Yes, there definitely is.
You generate a collection of elements, mash it around and start pulling items out of it. A quick oneliner would be:
Enumerable.Range(0,100).OrderBy(x => Guid.NewGuid()).Take(20);
or alternatively
Enumerable.Range(0,100).OrderBy(x => random.Next()).Take(20);
This will give you 20 unique random values from the 0 to 100 range.
The difference with your approach is that you have a worst-case scenario of infinity: what if you are reaaaaally unlucky and end up with the same value constantly? You'll never get your required amount of random values.
My approach on the other hand will first generate 100 values and then take a subset from it which you can criticize on its memory impact. Considering you used random.Next()
, which uses half the integer range, you should in fact be wary of this since it will have a huge memory impact.
It also depends on your specific situation: if you have a very large pool of values (1.000.000) and you need 2 random values then your approach will be much better. But when you need 999.999 values from that same pool, my approach will be much better still be debatable.
It will take some time to generate those last values; a lot as you can test for yourself with this:
void Main()
{
var random = new Random();
var times = new TimeSpan[512];
var sw = new Stopwatch();
for(int i = 0; i < times.Length; i++)
{
sw.Restart();
while(true) {
int rand = random.Next();
if(rand < 7894512 && rand > 7894500) {
break;
}
}
sw.Stop();
times[i] = sw.Elapsed;
Console.WriteLine ("Elapsed time: " + sw.Elapsed);
}
var orderedTime = times.OrderBy(x => x);
for(int i = 0; i < 512; i++)
{
Console.WriteLine (orderedTime.ElementAt(i));
}
}
It will keep looping randomly 512 times through your list of values and consider the element found once it finds the (randomly picked out by myself) values between 7894500
and 7894512
. When you execute this you'll notice it takes a lot of time to find the last values (sometimes it's fast and it takes 39 ms, other times it takes over a minute). Evidently it's fast at the start and slow at the end.
Compare that to the memory overhead of my approach which will first allocate 32 million integers, guids, padding, object overhead, etc and you're out of a big chunk of memory.
You might be able to improve it by using a more "real" shuffling algorithm which doesn't have the object and guid overhead.
Ultimately in an extreme situation where you need 32 million unique values in a randomized order out of a total population of 32 million + 1, you will either have to accept a big memory overhead or a big execution time overhead.
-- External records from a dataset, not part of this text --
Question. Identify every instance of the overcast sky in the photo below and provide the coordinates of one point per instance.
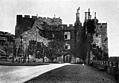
(107, 11)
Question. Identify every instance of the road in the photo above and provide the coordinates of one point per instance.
(20, 74)
(73, 74)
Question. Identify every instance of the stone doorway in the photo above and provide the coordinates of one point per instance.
(67, 58)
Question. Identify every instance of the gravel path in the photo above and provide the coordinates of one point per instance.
(73, 74)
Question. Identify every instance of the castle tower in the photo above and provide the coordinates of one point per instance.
(78, 17)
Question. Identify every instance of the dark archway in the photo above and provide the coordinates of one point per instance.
(67, 58)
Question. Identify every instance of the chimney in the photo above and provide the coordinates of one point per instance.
(89, 16)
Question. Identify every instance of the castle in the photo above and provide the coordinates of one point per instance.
(88, 41)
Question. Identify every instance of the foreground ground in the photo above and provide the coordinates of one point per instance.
(20, 74)
(73, 74)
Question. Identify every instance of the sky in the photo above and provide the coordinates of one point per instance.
(107, 11)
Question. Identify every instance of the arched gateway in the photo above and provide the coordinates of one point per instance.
(67, 58)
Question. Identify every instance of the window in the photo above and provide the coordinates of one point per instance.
(67, 46)
(67, 35)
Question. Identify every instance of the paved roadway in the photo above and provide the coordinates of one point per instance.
(73, 74)
(20, 74)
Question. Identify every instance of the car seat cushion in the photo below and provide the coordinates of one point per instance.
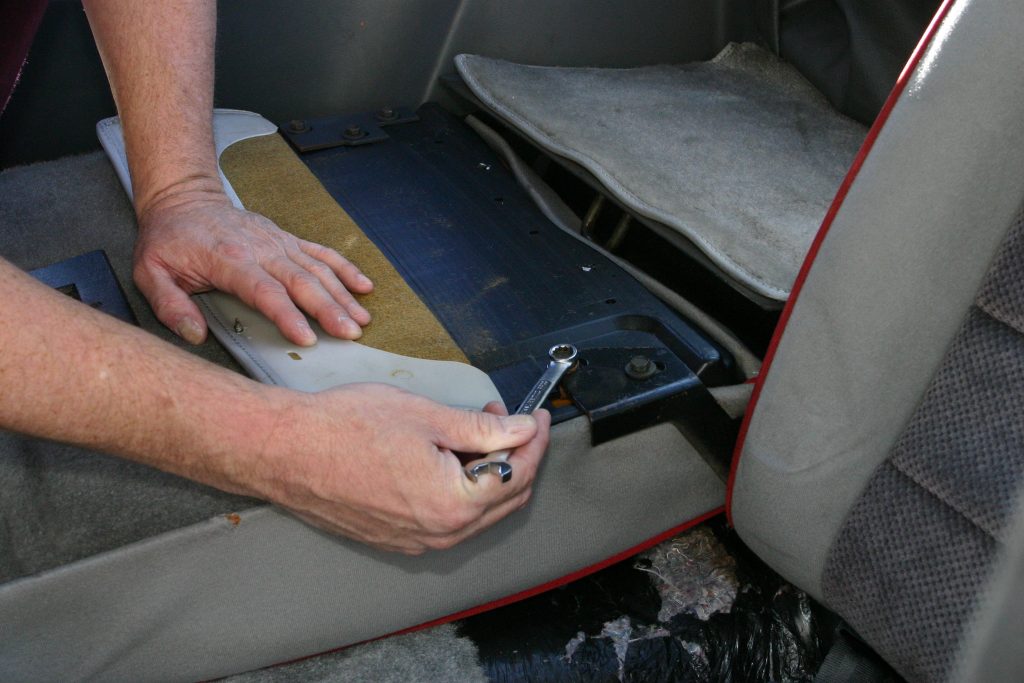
(919, 545)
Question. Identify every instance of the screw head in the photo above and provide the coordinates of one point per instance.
(353, 132)
(640, 368)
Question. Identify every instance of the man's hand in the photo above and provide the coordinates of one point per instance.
(196, 242)
(376, 464)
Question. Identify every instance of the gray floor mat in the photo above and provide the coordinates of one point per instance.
(740, 155)
(60, 503)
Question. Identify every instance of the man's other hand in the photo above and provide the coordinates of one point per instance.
(190, 245)
(377, 465)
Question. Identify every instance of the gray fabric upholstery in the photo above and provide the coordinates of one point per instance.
(437, 654)
(909, 561)
(740, 155)
(905, 572)
(155, 583)
(889, 290)
(992, 649)
(270, 589)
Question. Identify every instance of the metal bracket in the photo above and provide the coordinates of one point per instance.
(351, 130)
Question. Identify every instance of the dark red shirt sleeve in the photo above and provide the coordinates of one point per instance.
(18, 22)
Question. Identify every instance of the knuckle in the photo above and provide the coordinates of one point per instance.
(267, 288)
(451, 519)
(320, 269)
(231, 251)
(441, 543)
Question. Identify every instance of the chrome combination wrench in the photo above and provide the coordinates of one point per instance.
(563, 358)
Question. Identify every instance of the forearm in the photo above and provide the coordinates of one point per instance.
(159, 59)
(71, 374)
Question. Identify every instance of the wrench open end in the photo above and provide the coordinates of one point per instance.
(497, 467)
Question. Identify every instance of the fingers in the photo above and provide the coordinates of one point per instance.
(345, 270)
(263, 292)
(331, 300)
(171, 304)
(468, 431)
(281, 287)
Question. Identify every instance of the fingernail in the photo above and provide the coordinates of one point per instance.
(518, 422)
(189, 330)
(353, 329)
(308, 337)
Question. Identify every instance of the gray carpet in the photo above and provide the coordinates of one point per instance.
(739, 155)
(59, 504)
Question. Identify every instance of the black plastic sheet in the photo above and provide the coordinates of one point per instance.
(732, 619)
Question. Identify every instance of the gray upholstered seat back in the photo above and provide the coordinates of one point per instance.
(884, 454)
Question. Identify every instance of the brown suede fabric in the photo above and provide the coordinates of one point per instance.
(271, 180)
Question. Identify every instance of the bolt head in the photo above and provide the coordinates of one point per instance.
(640, 368)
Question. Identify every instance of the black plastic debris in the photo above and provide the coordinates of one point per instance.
(697, 608)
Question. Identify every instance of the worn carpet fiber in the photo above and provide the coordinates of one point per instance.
(739, 155)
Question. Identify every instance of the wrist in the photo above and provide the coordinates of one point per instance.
(189, 190)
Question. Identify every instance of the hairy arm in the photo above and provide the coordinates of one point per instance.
(159, 59)
(366, 461)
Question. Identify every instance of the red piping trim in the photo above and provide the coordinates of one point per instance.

One last edit before this topic can be laid to rest from my part: I talked about it with @rolfl in chat and we have come to the conclusion that either of our solutions have a usage but it depends on what your situation is exactly. Summarized it would come to this:
If you have a big range of values (like 0 to int.MaxValue) then my solution will eat any memory your PC has. You're looking at two collections with each 2.1 billion integers which you then take a slice from.
In my solution you first allocate this entire population, then you sort on it (different datastructure) and then you take some of it. If this "some" is not close to 2.1 billion you will have made a huge cost of allocating data without using it.
How does this compare to @rolfl's answer? He basically allocates the data as it is needed: if he needs 32 million values then he will only allocate those 32 million (x2) and not more. If he needs 2.1 billion then he'll end up with a memory footprint like I have but that's an uncommon worst case scenario while for me it is standard behaviour.
The main disadvantage of his approach is that when the amount of values you want reaches the total population, it will become increasingly harder to get those last values because there will be many collisions. Yet again, this will only be a problem when the population is actually really big.
So when should you use my solution? Like most things, there is a tradeoff between readability and performance. If you have a relatively small population and a large dataset then the readability weighs up against the performance impact, in my opinion. And when the population is relatively small and the amount of values we want is near that, my solution will have a memory impact similar to that of the other approach but it will also avoid many collisions.
Take your pick depending on what your situation is.